Off the Road is yet another title from German publishing house Gestalten that bridges the gap between several types of project. It is partially a coffee table book suitable for idle page turning; you can enjoy the pictures without worrying too much about the context. It also contains multiple travelogue-style essays documenting the adventures of plucky couples, daring individuals, and a few free-spirited families. But what I personally found the most interesting aspect of this book were the pages devoted to the history of some of the iconic vehicles often featured herein.
A select few vans, SUVs, and trucks are given a few paragraphs throughout the book. These glorified blurbs — the Toyota Land Cruiser gets seven sentences — come packed with illustrative details that help shed light on just why a given vehicle has stood the test of time. According to manufacture estimates, 75% of all Land Rover Defenders ever manufactured are still being driven today, for example. Why is that of particular note? Well, this particular off-road rogue was first sold back in 1948. And speaking of the vaunted Land Cruiser, did you know the original J40 Series launched in 1960 was designed based off of a reverse-engineered MKII Jeep the Japanese army captured during WWII? Neither did I. But now we both do.
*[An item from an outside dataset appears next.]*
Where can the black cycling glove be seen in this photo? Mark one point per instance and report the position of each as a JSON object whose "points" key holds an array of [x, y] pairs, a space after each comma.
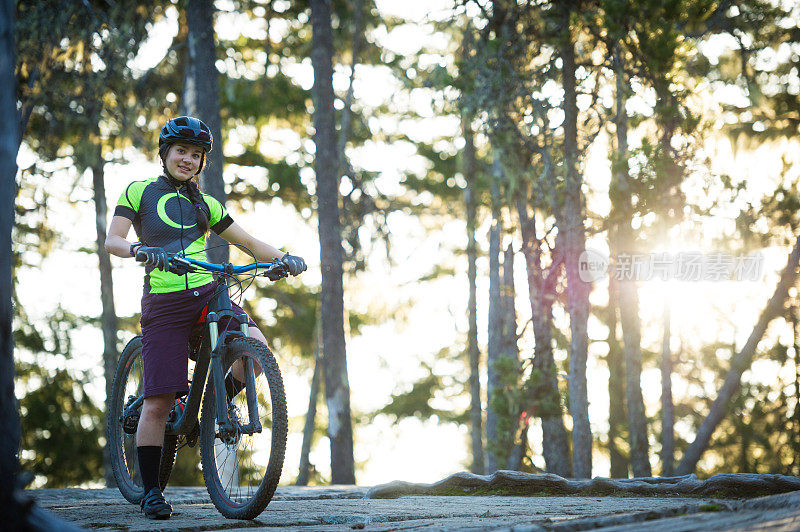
{"points": [[153, 256], [295, 265]]}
As with most Gestalten books, there is a bit left to be desired in terms of the organization of this book. Even using the index at the back of the volume, it’s hard to find where a given section can be found unless you know the name of its author or the exact title of the vehicle or geographic location about which you want to read. But that’s not really the point of these books. The best way to enjoy Off the Road is to flip around until something catches your eye; chances are the accompanying prose will hold your interest. And if you do that enough, you will have read enough of the book that, eventually, you’ll have to start at the start and page through to make sure you didn’t miss anything.
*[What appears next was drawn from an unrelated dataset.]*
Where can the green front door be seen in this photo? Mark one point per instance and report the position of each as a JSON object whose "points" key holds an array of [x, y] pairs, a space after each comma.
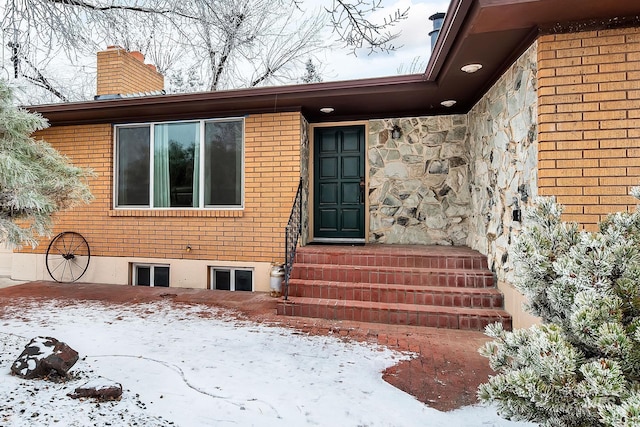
{"points": [[339, 183]]}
Reading this and similar books can be a tease. There is a bit of that whole “Look where I am” sensation you get when seeing a friend’s vacation photos online. But there is also the potential for genuine motivation here. If you really think your life belongs on the road, then hit the road. But remember, you don’t have to trade in your home and 99% of your worldly possessions to hit the road for a while. You’ll allowed to take an extended road trip vacation and still end up at home.